By 2012, the band had released a four-song demo and signed with AMF Publishing at which point they began working on a debut full-length. That album, Hour of the Nightingale, would take years to complete and cost the band their most valuable asset. On April 18, 2016 Aleah Stanbridge succumbed to cancer and passed away at the age of thirty-nine. With the album sitting in post-production, the rest of the band decided to finish the recording and release it as a memorial to Aleah’s life. Their hope is that, through this work, her lyrics, vocals and spirit will live on forever.
Those are the ominous circumstances under which Hour of the Nightingale came into this world. Like so many children, the birth of the production cost the world its mother. But, even without the backstory and the emotional drain before even pressing play, Hour of the Nightingale is a harrowing work of utter beauty. Using a goth-inspired take on doom, Trees of Eternity weave compositions that are not wholly separate from their Katatonia roots. Melody, emotion and super long song arcs predominate, but it’s Aleah’s stunning vocal performance, dripping with butterscotch sweetness and syrupy emotion, that steals the show.
Her work on “A Million Tears” is subdued. The guitars are allowed to take the lead and pretend to carry the melody. But Aleah uses her lower range, in contrast to the harmonized guitar melodies, to cut through the mix. At a little over seven minutes, it’s the second longest track on the album (not surprisingly, given the style, the final track exceeds nine minutes). But at no point does “A Million Tears” feel anything but perfect. The guitars pick a lonely melody way up on the neck while Aleah pours her heart out in the most restrained, classy and least affected manner possible. As the song moves towards the chorus, the melodies flip and Aleah takes the higher register while the guitars drop into a thick, chunky, power chord-driven attack. The result is a song that tugs at the heart strings. A track that on which Aleah converses with the listener creating empathy and oneness which builds with each chorus.

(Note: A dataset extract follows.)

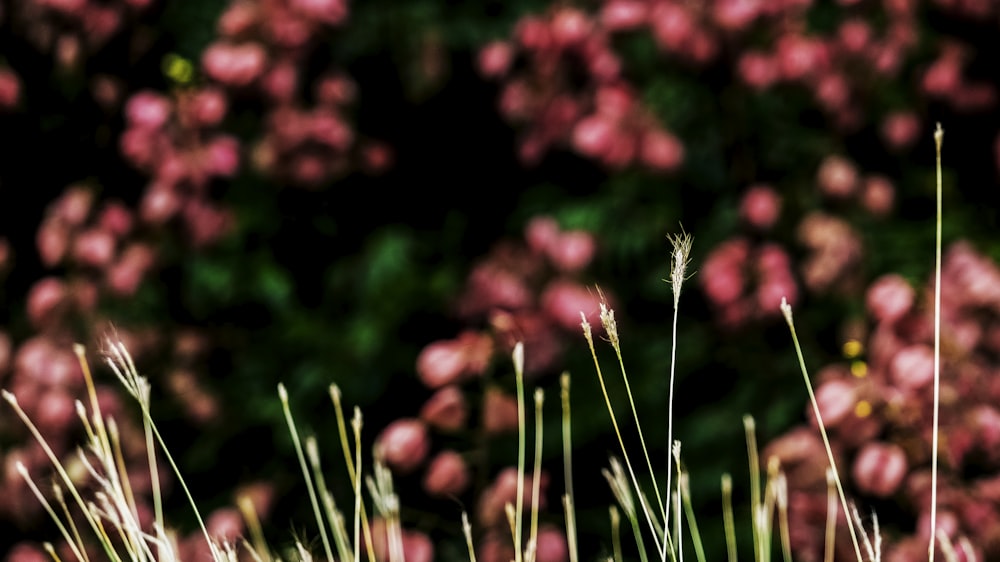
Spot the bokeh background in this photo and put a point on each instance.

Elsewhere on Hour of the Nightingale the mood is lighter and more pop-oriented. “Eye of the Night” sees Aleah using a near falsetto to softly deliver her lines, in an almost Portishead-like manner, over what are the heaviest guitar lines of the album. It’s the contrast of her soft vocals and heavy guitars that makes this album so damn encompassing. Similarly, “The Passage” (probably the best “single” on the record) takes that approach a step further affecting a near “post” or gaze sound in the vein of Dust Moth. Here, the soft guitar lines almost drop out completely leaving Aleah to serenade the listener on her own. And when the guitars punch forth she sliders her vocal range up and over the guitar lines singing a gentle, calculated melody. The harmonies that her vocal trills and slides create make for a gripping experience.
Far away from that blend are tracks like “Black Ocean” and “Hour of the Nightingale.” These tracks are as stripped down as the album allows. Leaning heavily on atmosphere, the instruments take a landscape-like approach to the background. “Black Ocean” features cymbal work that sounds like crashing waves while “Hour of the Nightingale” features the quiet stillness of the night. Both tracks are over five-minutes and both spend that time lurching and crawling away, listener’s heart in tow. “Hour of the Nightingale” even lets in a little tremolo guitar as a nod to the desert, stillness and vast emptiness.
There are plenty of Type O Negative moments as well as enough Paradise Lost moments (Nick Holmes even sings on the album’s closer) for fans of a wide range of doom. But, aside from doom and gloom, Hour of the Nightingale’s main selling point is it captivating beauty. A full three years in the making, the album shows that the band used that time to craft perfect compositions, edit appropriately and mix genres just enough to keep it interesting yet not intrusive. It’s an album to cherish because you will never hear its like again. There will be no follow up. This is it. One work that beautifully represents the career of Aleah Stanbridge tragically cut short.